Researchers measured levels of carbon-14 in cartilage taken from knee joints of people born before and after this peak. Some donors had osteoarthritis while others had healthy joints. Carbon-14 levels in the knee tissue of both groups matched the atmospheric carbon levels prevalent when the donors were preteens, suggesting permanent collagen structures are established in childhood.


You should know:

If cartilage were capable of naturally renewing itself in adulthood, treatments to amplify that process might help people with cartilage loss. But these findings suggest that such an approach will not be effective, said Peter Schjerling, a molecular biologist at the Bispebjerg Hospital in Copenhagen and one of the study’s senior authors.

“There is nothing to stimulate,” he said. It might make sense to go the other way and try to save what is left and make the remaining part stronger.”

Keep in mind:

The carbon dating method may not detect transient changes that occur during tissue repair, said Rocky Tuan, a bioengineer and cellular and molecular biologist at the University of Pittsburgh, who praised the study.

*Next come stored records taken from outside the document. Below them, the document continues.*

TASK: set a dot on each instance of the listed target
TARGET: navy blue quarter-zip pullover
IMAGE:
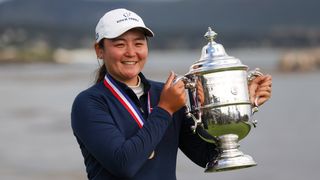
(113, 145)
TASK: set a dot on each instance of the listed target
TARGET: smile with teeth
(129, 62)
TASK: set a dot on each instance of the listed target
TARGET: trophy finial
(210, 35)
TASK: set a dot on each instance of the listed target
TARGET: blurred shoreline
(37, 141)
(283, 59)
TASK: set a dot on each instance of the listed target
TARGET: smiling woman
(127, 126)
(124, 56)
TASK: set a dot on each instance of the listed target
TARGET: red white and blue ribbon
(127, 103)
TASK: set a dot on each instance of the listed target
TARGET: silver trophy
(219, 104)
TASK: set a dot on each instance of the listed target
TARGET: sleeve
(196, 149)
(95, 127)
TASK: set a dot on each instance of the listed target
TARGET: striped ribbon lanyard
(126, 102)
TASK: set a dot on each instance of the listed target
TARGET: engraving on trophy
(223, 114)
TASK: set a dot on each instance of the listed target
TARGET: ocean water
(36, 140)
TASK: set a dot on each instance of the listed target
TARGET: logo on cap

“You’d better do well why you’re young. That’s what that study is essentially telling you,” he said.

Tuan’s own research in animals and human cells suggests that collagen can be regrown at the site of injury or disease, though — in light of the new research — perhaps not enough to solve cartilage problems.

The bottom line:

Our overall cartilage structure is generally set by adolescence, with little chance to restore or grow replacements later in life.